2020 Predictions: Weather risks demand a layered response

Industry research suggests environmental and climate change remains a top of mind risk for global insurance CEOs. This is not a surprise given the number of severe disasters in recent years, from floods, hurricanes, typhoons, droughts and wildfires. So, the sector must continue to be heavily involved in managing the risk.

Unpicking each issue shows the need for a layered response focusing on:

• pre-loss resilience: flood defences, construction, predictive analytical modelling
• mitigation: reducing use of fossil fuels, recycling and a drive for renewable energy
• post-loss service and mobilisation: combining technology and people expertise where speed of response is critical to reduce loss of life, disruption, consequential loss and business interruption

Increased weather losses

Climate change is likely to mean more frequent and severe weather events globally. Despite a huge insurance protection gap, particularly in many of the most vulnerable countries, the impacts to the economy and society mean people will be more reliant on insurance.
If the focus is purely on post-loss there is a risk of increasing premiums due to increased larger pay-outs per catastrophic event, perpetuating protection gaps and making insurance in certain areas unaffordable.

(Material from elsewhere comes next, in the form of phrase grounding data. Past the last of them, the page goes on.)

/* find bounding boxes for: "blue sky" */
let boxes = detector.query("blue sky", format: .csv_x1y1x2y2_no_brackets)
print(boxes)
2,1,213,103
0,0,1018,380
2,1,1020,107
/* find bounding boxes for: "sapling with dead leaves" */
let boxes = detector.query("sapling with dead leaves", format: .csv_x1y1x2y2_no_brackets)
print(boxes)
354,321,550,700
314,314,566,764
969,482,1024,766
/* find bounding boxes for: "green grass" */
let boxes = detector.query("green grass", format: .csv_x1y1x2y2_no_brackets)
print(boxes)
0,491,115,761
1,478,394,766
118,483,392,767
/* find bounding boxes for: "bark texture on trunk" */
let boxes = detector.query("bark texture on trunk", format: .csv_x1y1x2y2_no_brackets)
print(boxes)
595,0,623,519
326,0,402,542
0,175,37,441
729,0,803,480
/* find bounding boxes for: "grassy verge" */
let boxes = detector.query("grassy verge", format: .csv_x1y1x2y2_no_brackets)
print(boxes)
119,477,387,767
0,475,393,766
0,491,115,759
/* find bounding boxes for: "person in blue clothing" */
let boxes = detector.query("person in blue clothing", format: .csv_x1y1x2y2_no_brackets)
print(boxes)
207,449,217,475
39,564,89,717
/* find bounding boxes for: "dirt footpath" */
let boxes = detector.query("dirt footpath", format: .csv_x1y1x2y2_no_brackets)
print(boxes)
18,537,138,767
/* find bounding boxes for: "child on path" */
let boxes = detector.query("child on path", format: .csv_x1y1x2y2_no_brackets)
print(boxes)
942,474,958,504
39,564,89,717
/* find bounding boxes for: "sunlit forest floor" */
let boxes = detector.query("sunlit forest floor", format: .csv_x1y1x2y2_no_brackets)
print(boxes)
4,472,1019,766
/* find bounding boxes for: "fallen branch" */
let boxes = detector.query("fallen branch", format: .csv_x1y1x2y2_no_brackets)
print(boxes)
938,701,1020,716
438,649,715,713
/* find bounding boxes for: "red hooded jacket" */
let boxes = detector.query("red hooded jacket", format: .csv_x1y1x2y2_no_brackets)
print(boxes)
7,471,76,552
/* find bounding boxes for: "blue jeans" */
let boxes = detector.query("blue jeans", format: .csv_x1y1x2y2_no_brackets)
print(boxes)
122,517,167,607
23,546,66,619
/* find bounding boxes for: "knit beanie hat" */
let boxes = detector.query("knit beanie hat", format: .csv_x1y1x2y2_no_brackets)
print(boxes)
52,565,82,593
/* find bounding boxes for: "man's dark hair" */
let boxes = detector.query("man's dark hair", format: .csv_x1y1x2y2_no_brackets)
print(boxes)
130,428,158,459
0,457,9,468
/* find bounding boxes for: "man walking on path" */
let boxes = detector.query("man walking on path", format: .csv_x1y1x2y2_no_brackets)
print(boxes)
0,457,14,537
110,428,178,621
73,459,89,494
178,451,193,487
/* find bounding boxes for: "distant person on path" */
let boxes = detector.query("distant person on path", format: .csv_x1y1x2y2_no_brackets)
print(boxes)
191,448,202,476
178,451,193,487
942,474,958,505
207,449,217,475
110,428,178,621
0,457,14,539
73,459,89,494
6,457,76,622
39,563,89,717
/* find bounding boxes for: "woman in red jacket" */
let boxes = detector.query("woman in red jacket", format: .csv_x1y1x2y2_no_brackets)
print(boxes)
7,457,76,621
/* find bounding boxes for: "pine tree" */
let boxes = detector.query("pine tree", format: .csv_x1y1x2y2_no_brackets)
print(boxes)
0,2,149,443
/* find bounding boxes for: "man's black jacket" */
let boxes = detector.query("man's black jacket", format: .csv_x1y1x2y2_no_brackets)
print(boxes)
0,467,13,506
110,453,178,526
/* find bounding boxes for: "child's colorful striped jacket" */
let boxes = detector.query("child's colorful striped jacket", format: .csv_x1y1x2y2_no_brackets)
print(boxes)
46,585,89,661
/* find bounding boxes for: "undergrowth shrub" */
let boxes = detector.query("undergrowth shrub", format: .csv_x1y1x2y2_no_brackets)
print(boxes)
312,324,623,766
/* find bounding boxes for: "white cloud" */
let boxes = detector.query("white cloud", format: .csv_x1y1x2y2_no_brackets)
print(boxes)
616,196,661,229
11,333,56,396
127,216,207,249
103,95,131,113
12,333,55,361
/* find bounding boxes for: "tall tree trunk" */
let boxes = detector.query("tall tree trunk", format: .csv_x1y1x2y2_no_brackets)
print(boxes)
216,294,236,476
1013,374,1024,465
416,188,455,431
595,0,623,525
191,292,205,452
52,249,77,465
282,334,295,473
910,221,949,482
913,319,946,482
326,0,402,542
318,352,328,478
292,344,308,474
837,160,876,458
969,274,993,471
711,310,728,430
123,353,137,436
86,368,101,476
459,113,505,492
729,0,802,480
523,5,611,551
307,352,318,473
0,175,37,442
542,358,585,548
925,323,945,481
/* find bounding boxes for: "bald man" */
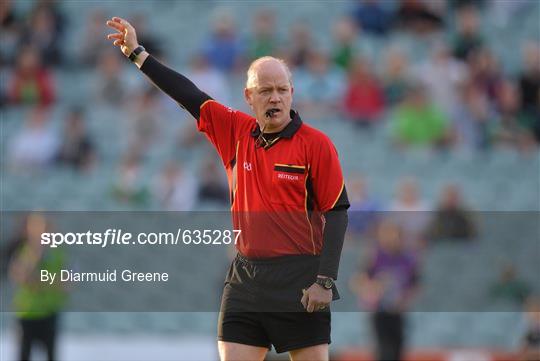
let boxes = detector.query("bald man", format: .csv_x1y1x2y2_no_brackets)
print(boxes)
107,17,349,361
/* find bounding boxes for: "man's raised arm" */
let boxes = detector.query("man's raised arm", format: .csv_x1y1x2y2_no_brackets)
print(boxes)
106,17,211,119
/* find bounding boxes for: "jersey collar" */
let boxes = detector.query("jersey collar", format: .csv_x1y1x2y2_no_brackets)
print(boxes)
251,110,303,139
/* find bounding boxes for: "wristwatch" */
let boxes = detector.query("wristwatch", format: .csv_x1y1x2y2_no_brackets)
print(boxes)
128,45,145,62
315,276,334,290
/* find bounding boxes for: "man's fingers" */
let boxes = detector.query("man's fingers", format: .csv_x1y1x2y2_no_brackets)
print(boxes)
112,16,126,24
301,289,307,309
106,20,124,32
113,17,132,30
307,299,315,313
113,39,124,46
306,289,316,313
107,33,123,40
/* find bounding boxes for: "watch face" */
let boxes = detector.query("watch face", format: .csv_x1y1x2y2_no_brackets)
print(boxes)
324,278,333,289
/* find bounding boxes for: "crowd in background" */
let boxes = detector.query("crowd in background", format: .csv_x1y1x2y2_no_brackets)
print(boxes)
1,0,539,196
2,1,539,167
2,1,539,154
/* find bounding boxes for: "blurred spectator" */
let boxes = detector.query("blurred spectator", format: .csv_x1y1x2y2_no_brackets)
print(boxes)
111,155,149,206
187,53,230,105
331,16,358,70
347,175,382,239
56,106,96,171
152,161,197,211
20,3,64,66
519,43,540,111
352,0,392,36
78,9,108,67
7,106,59,172
93,49,127,106
426,183,477,241
0,0,18,31
286,22,313,69
382,47,411,105
125,87,161,157
391,84,449,148
247,8,279,60
202,8,243,73
517,296,540,361
343,56,385,127
414,43,468,117
453,5,484,61
518,43,540,142
389,177,430,250
524,91,540,144
468,47,503,104
198,158,229,205
349,219,420,361
452,80,493,151
8,45,55,107
489,263,531,305
395,0,445,35
35,0,65,35
293,48,345,120
0,0,22,66
492,80,536,151
7,213,67,361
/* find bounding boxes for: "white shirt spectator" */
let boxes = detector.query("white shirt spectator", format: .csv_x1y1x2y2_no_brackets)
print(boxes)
413,45,468,118
8,109,59,171
153,162,197,211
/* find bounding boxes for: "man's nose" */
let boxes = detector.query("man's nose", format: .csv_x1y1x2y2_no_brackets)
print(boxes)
269,91,281,103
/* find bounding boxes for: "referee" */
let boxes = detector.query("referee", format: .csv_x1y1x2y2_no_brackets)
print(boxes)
107,17,349,361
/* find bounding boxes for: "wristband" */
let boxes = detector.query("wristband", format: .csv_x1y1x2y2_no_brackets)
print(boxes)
128,45,145,62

The global insurance sector plays a huge role in economic prosperity through the trillions it invests to support future pension funds, technology and future loss pools. To support a greener and sustainable world there is a faster transition towards more investment in renewables and resilience, and diversification of assets. The short-term cost of doing business/investing may increase to meet compliance.

Social and civil disobedience

The problem of climate change and insurance is not just in single costly catastrophes with damages to buildings, property and infrastructure. It is also the human story.

There is the increased threat of rioting and looting post-loss as people are displaced, loose basic communications, and feel abandoned.

Dealing with a loss on the ground we must be deeply experienced to understand the local insights, culture and how to navigate the claims services process, empathetically.

In summary, the global risks are connected, complex and need an innovative, holistic partnership-based approach to add value and influence change.